As I said there, Wheeler was exemplary for handling most of this right ahead of time. He gave credit to Karger for inventing the compiler subversion attack. He wrote the reference page on high-assurance FLOSS (for compiler verification) and high-assurance SCM (for repo security, esp distribution). He also wrote a cheat I gripe about in reproducible builds to give us something to work with if high-assurance methods get ignored. Any of his stuff on this subject is worth reading.
It shouldn't be hard, and I've played with the Go AST before. I ... could :)
This was sort of a bucket list thing though, doing it a second time is less fun :p And I don't have that much time.
Why don't you try? The technique explained in the blog post is pretty universal. Go has an AST too, and while the Folder abstraction doesn't exist in its codebase (as far as I know), you can still tweak the AST. In the case of Go it would be easier to do the injection during parsing. https://github.com/golang/go/blob/5c9035acc1e1540a564ea66000... would be a good entry point. https://golang.org/pkg/go/ast/ should help.
(I am not a Go compiler dev so there may be better entry points)
> Simply recompile the purported source code twice: once with a second (trusted) compiler, and again using the result of the first compilation. If the result is bit-for-bit identical with the untrusted binary, then the source code accurately represents the binary
This sounds very familar to me. If I remember correctly, this is exactly what happens when you build GCC. GCC's 3-stage bootstrap process is well-known for a long time, as well as the decussion about whether this makes sense or is just paranoid.
It's nice to have this written down and analyzed throughly in a scientific paper, though.
I'll dig into the article, but out front there is something I don't understand. What is this second, trusted compiler? How did we get that? Why not just use that and its results, rather than vetting foreign compilers...? EDIT: Reading, but I think I'm having more questions, not less.
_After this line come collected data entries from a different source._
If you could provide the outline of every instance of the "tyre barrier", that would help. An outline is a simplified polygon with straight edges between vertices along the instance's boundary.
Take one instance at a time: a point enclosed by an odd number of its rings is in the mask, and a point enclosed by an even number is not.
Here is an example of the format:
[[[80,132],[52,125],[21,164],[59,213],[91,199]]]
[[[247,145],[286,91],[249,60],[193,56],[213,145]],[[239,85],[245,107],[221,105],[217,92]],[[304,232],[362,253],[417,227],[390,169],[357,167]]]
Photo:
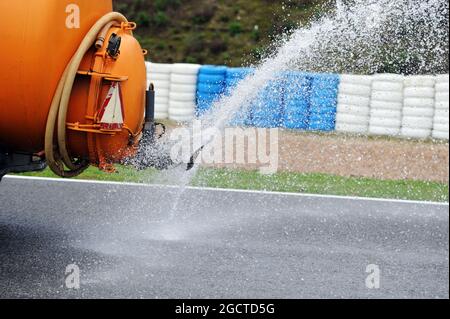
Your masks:
[[[197,116],[208,111],[225,92],[227,68],[204,65],[200,68],[197,82]]]
[[[414,75],[404,80],[402,128],[407,138],[429,138],[433,129],[435,78]]]
[[[367,134],[372,77],[343,74],[339,84],[336,131]]]
[[[311,108],[311,75],[292,71],[284,74],[283,127],[306,130]]]
[[[375,74],[372,80],[369,134],[398,136],[402,126],[404,77]]]
[[[169,92],[169,119],[189,122],[197,108],[197,81],[200,65],[177,63],[172,66]]]
[[[250,106],[250,126],[258,128],[281,127],[284,81],[277,78],[261,90]]]
[[[312,75],[309,130],[335,130],[339,82],[337,74]]]
[[[147,68],[147,88],[153,83],[155,88],[155,118],[165,120],[169,118],[169,89],[171,64],[145,63]]]
[[[225,76],[225,94],[231,95],[234,88],[237,87],[241,81],[245,80],[253,72],[254,69],[252,68],[228,68]],[[229,122],[229,125],[238,127],[251,126],[251,109],[251,105],[243,106],[236,112],[236,114],[234,114],[231,121]]]
[[[146,63],[155,117],[191,121],[229,95],[251,68]],[[449,139],[449,75],[288,71],[236,112],[232,126]]]
[[[436,139],[449,139],[449,76],[436,77],[435,113],[432,136]]]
The compiler source could introduces optimizations into the compiler binary's output that could be used to recompile the source again and get a _better_ binary right? The article speaks of compiling the source once with the the foreign compiler and then again with its results; but, on the trusted side it seems to be saying you just do one compilation and you don't compile the source again with the result of that compilation. Seems like you'd have to use the same measures on both sides before comparing binaries?
We can't. It's why we need verifiable builds. C0, CompCert, KCC, and Simpl all have strong evidence of their ability to produce correct code from good C or specs of it. Checking that on local tooling plus an assembly build of it would be a start. It can build other things.
Or you can use the incremental approach I describe elsewhere in this thread.